N.T.Wrightについて

 N.T. WrightのHow God Became Kingの読書会がまもなく始まろうとしているので、NTWをこれまで読み、聞いてきたものとして、彼の特徴をいくつか挙げておきたい。
 まず、彼はイギリスの福音派出身であるという点。「4つの法則」なんかも良く知っている世代である。ところが、そうでありながらも、新約聖書学者として福音派の枠組みを越えた人たちとの議論の中に自らを置いている。それゆえ、北米の保守的な福音派の聖書理解で取り組むのではなく、もっと自由な枠組みで聖書に取り組んでいる。
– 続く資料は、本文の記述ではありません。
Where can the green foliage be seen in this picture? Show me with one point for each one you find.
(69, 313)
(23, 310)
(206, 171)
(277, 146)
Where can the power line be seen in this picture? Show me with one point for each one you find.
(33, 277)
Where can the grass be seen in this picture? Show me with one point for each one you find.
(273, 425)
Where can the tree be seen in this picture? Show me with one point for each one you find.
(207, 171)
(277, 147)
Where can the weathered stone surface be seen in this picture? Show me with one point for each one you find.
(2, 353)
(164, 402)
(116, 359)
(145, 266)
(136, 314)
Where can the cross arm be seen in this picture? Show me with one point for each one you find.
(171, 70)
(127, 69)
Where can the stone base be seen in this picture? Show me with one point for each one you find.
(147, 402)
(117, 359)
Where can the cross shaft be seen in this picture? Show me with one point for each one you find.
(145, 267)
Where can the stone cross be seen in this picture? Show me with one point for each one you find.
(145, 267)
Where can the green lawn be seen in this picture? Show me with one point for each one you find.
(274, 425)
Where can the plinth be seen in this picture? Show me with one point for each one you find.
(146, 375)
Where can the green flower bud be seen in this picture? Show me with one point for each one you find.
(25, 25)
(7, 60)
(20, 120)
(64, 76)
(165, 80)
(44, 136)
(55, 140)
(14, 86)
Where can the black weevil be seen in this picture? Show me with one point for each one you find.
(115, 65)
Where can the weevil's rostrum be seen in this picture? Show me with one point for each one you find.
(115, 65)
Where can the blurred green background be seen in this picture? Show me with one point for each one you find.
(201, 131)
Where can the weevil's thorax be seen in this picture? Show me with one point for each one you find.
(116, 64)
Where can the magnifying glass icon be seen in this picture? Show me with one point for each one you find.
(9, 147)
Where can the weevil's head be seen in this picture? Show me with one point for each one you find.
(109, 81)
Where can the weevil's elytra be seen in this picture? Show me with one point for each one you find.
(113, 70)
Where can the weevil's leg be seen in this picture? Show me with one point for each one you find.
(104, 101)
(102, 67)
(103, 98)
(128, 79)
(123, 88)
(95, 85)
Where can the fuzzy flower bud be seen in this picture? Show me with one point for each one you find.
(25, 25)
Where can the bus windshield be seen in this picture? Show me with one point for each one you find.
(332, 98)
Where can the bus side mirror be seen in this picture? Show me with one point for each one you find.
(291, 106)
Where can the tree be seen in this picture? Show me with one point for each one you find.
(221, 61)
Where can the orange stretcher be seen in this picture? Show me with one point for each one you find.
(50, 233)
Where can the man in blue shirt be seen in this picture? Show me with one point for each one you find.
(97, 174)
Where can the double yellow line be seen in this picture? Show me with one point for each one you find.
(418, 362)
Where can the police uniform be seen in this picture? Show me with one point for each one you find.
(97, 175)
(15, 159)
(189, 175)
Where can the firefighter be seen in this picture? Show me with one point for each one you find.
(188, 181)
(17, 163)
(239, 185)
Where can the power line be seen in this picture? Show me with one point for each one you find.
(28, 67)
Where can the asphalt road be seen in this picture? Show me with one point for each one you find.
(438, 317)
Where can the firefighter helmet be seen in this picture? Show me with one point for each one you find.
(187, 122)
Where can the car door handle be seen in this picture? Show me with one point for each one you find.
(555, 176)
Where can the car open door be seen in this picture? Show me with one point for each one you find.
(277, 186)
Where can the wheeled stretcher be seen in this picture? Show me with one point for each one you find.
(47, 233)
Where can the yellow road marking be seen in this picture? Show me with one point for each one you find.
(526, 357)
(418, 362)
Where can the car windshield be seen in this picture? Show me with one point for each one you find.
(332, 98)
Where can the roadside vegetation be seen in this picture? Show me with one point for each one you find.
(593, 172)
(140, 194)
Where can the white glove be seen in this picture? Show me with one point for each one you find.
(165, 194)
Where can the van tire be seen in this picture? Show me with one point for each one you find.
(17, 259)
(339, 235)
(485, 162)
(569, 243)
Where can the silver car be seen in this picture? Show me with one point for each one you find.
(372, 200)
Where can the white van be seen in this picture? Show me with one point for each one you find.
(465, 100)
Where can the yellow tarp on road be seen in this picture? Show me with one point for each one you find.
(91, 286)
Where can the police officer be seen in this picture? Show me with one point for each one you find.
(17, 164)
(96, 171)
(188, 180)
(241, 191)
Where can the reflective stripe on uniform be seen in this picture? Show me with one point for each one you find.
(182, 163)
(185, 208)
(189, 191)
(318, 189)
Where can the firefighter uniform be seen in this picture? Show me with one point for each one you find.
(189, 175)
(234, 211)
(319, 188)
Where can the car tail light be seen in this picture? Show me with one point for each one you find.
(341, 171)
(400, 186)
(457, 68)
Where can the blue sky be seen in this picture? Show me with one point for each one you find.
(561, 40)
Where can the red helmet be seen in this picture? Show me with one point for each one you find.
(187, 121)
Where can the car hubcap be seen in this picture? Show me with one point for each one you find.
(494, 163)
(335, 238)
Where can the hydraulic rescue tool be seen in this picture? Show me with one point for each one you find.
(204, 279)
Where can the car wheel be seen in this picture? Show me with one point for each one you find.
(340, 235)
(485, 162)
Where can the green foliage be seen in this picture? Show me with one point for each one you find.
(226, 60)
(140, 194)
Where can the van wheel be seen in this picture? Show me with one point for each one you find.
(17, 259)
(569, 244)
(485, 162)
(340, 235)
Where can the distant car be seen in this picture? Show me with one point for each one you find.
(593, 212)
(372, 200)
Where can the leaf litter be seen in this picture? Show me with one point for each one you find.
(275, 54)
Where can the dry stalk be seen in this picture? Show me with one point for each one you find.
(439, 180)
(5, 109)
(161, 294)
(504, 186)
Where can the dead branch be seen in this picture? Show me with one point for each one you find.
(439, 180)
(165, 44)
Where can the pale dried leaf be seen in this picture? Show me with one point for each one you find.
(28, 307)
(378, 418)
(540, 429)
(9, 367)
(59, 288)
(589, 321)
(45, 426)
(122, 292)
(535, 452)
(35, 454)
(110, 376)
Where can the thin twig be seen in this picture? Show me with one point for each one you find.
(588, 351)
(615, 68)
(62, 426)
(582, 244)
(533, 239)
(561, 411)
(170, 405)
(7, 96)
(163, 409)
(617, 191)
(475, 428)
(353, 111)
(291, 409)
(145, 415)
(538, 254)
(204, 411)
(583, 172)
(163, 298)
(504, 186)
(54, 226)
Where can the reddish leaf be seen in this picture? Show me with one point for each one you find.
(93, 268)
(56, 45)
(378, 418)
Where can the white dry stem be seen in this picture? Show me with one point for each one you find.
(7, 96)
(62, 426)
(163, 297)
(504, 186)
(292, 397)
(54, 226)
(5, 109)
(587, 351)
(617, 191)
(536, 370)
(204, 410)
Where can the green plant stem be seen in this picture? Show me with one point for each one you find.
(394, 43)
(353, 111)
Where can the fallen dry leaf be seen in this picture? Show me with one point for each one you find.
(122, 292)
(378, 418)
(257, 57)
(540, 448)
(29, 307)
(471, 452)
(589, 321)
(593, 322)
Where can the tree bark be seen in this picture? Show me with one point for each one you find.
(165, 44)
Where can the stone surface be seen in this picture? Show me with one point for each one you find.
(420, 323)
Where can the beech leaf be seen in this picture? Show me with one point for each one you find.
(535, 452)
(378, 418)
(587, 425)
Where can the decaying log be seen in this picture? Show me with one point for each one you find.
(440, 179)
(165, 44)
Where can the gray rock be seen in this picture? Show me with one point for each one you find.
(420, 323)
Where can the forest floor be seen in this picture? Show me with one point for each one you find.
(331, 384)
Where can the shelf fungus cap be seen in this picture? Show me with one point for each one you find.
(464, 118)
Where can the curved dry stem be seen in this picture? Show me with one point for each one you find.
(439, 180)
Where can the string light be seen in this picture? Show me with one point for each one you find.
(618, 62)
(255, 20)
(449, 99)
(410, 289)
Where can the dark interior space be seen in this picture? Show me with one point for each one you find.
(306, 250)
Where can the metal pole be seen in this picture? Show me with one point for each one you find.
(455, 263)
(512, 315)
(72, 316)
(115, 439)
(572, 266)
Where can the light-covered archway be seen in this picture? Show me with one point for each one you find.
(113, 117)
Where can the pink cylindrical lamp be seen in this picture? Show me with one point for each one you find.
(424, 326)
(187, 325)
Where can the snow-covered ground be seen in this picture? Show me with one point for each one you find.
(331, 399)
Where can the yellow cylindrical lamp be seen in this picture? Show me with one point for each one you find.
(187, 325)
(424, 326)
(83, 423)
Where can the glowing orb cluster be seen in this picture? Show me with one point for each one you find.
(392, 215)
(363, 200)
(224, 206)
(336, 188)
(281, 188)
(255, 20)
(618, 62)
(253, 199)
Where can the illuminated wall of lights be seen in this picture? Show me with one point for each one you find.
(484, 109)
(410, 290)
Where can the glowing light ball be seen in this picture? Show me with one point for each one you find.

たとえば、ダニエル書のダニエル著作性などは語らず、ダニエル書をマカベアの反乱の文脈で理解している。ある意味、イギリスの福音派であり、聖書の理解においては、北米の保守的な福音派よりは自由である。つまり、福音派出身ではあるが、福音派固執していない。
 次に、彼は歴史学者であると自認している点。しかし、古い意味での歴史学者ではなく、「世界観」や「物語」という枠組みでイエスパウロ福音書などを歴史的に理解しようとしている。それゆえに、当時の歴史的、文化的、社会的背景を重んじている(だから、第二神殿期のユダヤ教理解についての研究が彼にとっては重要であるし、旧約聖書との連続性は彼の新約理解に欠くことができない)。しかし、ただある出来事が「起こった、起こらなかった」という枠組みではなく(もちろん、復活の史実性などは重要だが)、当時の人々の世界観でどのように受けとめたかを考えている。それゆえに、旧約聖書を当時の人々がどのように理解したかを最大限に受けとめるし、その逆に現代の枠組みで新約聖書を読む人たちに対しては批判的である。Richard Haysと彼の対話を見ると、NTWがどれだけ「歴史学者」であるかがわかる。
 三つ目に、彼はポスト・モダニズム批評の精神に立って、これまでの聖書解釈がいかに啓蒙主義後の影響を受けていたかを指摘している点。従って、モダニズムに対しては、意識的に批判的である。それが、彼の福音派そのものへの批判にも現れているし、いわゆるリベラルな人々への批判にも現れている。そして、ポスト・モダニズム批評の精神に則っているからこそ、聖書のグランドナラティヴを重んじる方向を受け入れることが可能であろう。
 四つ目に、英国国教会の指導的な立場にあった点。保守派とリベラルの相克する現実との対話や社会的な問題に対する関与、さらにはイギリスの貴族院議員を務めていたゆえに政治的な発言もしてきている。しかし、うわさでは、bishopの仕事より、学問ばかりしていて顰蹙をかっていたそうだが。
 最後に、彼はたいそう沢山の本を書いている点。それも、学者レベルのものから、信徒レベル、はてはキリスト者でない人でも読めるレベルの本を書いている点。そして、本を書いているからこそ、メディアの世界(テレビ、ラジオ)や学会(聖書学などなど)にもよく出ている。
 これらのすべてを持ち合わせているのがNTWであり、彼のある意味での新しさは、彼がこれらすべてを同時に持ち合わせた人である点だと思う。もちろん、学者としての間違い、もあるのは事実。そのあたりは心すべきだと思う。